The typical Alexander Technique teacher trainee is going to hear many times over his three years of instruction that “we’re not here to make the student feel good, we’re here to help them learn something.”
I’m not sure there’s such a flaming sword between feeling and learning.
I think that if I as an Alexander teacher can help my student feel great, that the student is likely learning every bit as much as if I tell him that he’s raising his shoulders when he sits in a chair.
There are many paths to learning. Feeling great is a perfectly valid path.
Yet Alexander teachers have this hang-up about feelings. They’re not reliable. “Don’t try to reconstruct the feeling. Reconstruct the thinking and the good feelings will follow.”
I love what John Nichols (one of the world’s three great Alexander teachers) said on this score.
From an interview with Paul Cook:
John: “When you look at the jargon we use — constructive conscious control, use, primary control, inhibition, stop and say no — it has a rigid off-putting boring stiffness about it and a refusal on our part to go out and meet our audience and try to express things in a way that catches their attention and communicates something more alive, more energized, more positive. We get stuck on the dogma.
“I remember giving a talk in London. Another experienced Alexander teacher came. I try to avoid jargon. I said the musculature of your body, an animal’s body, has three main functions to perform — support you against gravity, move you around, and breathe you. Breathing is largely muscular. These should be harmonized. Most small children handle that synergy well but with adults, patterns develop that distort that harmony. Habits of postural support interfere with breathing. Habits of movement interfere with breath and postural support. Habits of breathing interfere with postural support and movement.”
“At the end of it all, this senior teacher came up and said, ‘But John, you didn’t speak about primary control!’ Well, so what?

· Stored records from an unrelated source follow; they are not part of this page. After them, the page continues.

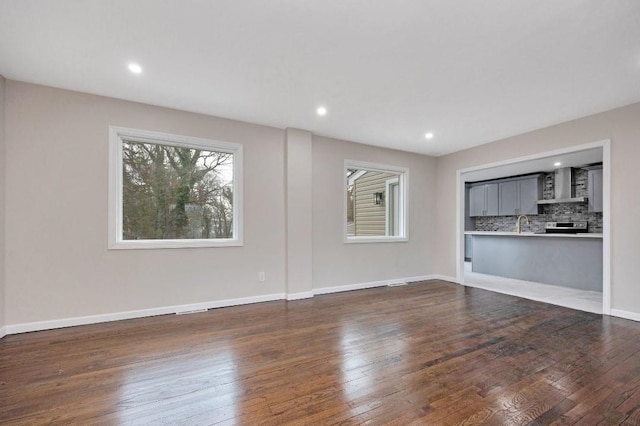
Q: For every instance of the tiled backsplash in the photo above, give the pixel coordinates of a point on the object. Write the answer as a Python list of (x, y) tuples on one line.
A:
[(563, 212)]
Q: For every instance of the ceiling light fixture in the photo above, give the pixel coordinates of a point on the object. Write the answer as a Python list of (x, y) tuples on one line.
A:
[(135, 68)]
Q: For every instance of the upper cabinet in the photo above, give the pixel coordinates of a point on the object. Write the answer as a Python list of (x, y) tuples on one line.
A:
[(595, 190), (520, 196), (507, 197), (483, 200)]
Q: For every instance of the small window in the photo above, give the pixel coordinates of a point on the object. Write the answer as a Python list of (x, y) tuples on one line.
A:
[(169, 191), (375, 202)]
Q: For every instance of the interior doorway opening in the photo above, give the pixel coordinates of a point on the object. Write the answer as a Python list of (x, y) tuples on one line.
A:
[(577, 156)]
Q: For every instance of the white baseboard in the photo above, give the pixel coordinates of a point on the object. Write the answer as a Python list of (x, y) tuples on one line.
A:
[(445, 278), (165, 310), (300, 295), (625, 314), (95, 319), (372, 284)]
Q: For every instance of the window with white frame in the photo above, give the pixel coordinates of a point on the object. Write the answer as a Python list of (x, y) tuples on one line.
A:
[(169, 191), (375, 202)]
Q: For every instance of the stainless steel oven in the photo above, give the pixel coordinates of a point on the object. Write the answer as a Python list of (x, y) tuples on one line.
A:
[(565, 227)]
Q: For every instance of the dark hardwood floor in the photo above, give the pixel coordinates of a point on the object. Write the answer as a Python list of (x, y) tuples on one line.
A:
[(431, 353)]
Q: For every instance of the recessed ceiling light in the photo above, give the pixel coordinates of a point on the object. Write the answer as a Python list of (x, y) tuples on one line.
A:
[(135, 68)]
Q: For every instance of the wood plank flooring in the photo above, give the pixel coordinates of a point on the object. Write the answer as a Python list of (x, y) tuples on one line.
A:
[(430, 353)]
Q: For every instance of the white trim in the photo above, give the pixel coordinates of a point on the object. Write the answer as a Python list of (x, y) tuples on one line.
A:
[(634, 316), (606, 227), (95, 319), (606, 214), (389, 207), (372, 284), (203, 306), (116, 137), (300, 295), (403, 181)]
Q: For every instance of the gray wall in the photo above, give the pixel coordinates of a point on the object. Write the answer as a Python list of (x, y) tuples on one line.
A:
[(622, 126), (58, 265), (3, 299)]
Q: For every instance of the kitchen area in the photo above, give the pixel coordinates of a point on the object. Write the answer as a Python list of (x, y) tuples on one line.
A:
[(538, 234)]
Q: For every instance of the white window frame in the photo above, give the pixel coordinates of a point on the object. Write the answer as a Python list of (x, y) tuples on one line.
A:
[(403, 182), (116, 137)]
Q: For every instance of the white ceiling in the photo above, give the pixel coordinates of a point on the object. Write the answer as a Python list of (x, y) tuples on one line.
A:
[(388, 71)]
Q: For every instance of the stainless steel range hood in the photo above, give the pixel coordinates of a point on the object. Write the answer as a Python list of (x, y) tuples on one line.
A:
[(562, 188)]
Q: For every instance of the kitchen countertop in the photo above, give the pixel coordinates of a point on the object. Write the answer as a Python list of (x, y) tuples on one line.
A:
[(532, 234)]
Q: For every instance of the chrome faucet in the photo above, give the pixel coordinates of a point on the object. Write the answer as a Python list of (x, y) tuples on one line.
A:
[(518, 222)]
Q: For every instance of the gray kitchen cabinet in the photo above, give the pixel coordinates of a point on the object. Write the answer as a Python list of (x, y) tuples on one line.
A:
[(483, 200), (530, 191), (520, 196), (595, 190)]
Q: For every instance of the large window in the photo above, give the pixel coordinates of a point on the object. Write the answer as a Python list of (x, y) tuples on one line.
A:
[(169, 191), (375, 202)]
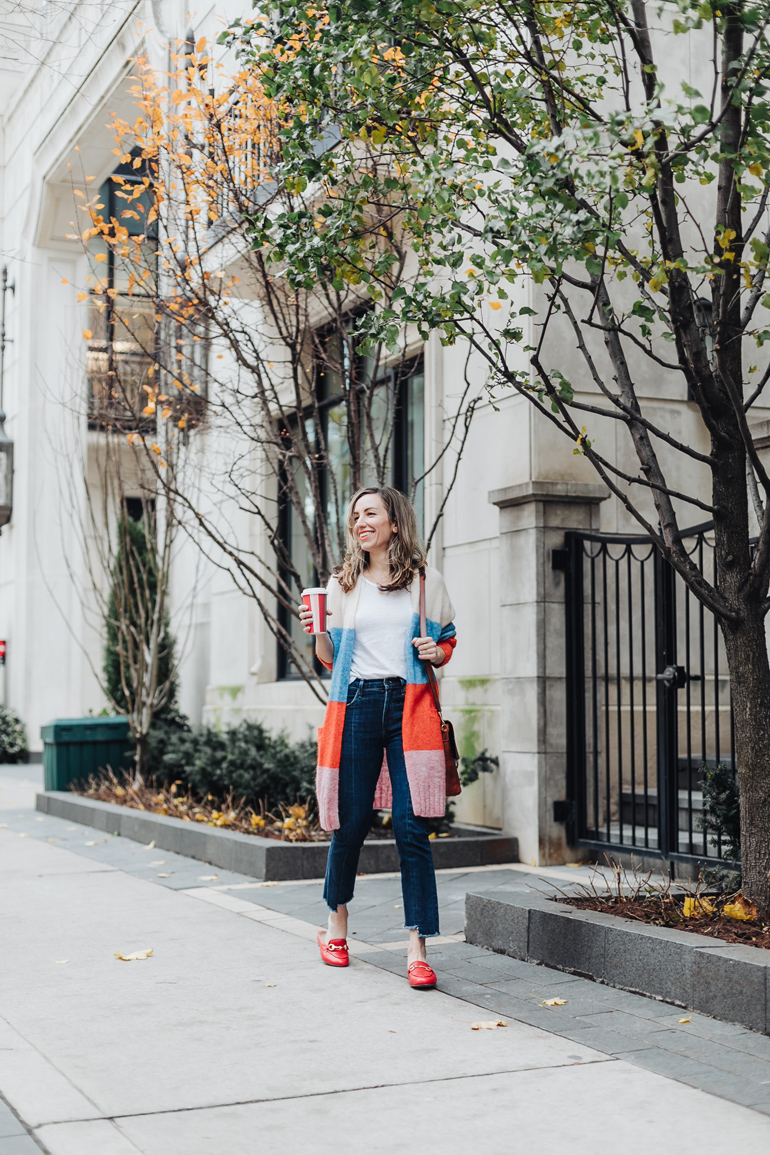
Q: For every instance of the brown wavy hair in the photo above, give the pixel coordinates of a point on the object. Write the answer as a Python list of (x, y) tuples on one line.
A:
[(406, 552)]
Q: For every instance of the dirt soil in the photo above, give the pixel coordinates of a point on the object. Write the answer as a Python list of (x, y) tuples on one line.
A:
[(670, 911), (297, 822)]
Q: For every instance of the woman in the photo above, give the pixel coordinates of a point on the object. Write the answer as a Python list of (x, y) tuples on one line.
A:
[(380, 745)]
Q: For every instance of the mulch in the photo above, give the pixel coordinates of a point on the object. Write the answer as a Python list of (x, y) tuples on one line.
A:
[(296, 822), (670, 911)]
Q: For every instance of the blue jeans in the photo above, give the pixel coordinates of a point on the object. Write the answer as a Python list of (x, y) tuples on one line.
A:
[(373, 718)]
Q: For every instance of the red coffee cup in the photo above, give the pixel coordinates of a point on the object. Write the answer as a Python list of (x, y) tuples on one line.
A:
[(315, 600)]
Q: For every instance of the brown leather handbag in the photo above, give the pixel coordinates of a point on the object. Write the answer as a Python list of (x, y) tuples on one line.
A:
[(450, 752)]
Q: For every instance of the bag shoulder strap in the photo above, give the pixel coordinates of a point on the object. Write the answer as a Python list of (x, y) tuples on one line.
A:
[(428, 665)]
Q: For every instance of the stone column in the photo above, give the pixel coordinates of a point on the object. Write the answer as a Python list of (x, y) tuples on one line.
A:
[(533, 519)]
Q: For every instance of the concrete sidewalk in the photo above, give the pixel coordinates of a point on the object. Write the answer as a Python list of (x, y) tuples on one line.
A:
[(233, 1037)]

I talked about things that are primary control but I didn’t use that phrase. We get stuck on this dogma that we have to use these terms. We must insist that it’s not just about the body, it’s about consciousness. We must insist that it’s all about learning to stop.”
“We can help you be more fully expansive and open and this is energizing and it feels good. Dare we say that? We get afraid to say that. What are we doing it for if it does not feel good? Why do we have to be frightened of saying that?”
“In his books, Alexander says that lessons help make our sensory perception more accurate. Somehow, we forget about this and we go around saying, ‘Never trust your feelings. Never trust your feelings.’ That’s alienating to me as is this harping on about consciousness.”
“I like that you have Direction Journal. Could you imagine putting something on the market called Inhibition Journal?”
“The word ‘posture.’ When we pussyfoot around and say this has nothing to do with posture, we’re just confusing people.”
“How can you be fully erect without being stiff and rigid and still fully able to breathe? We have contributions to make but we need to be willing to talk the language that connects to people instead of insisting on our alienating jargon.”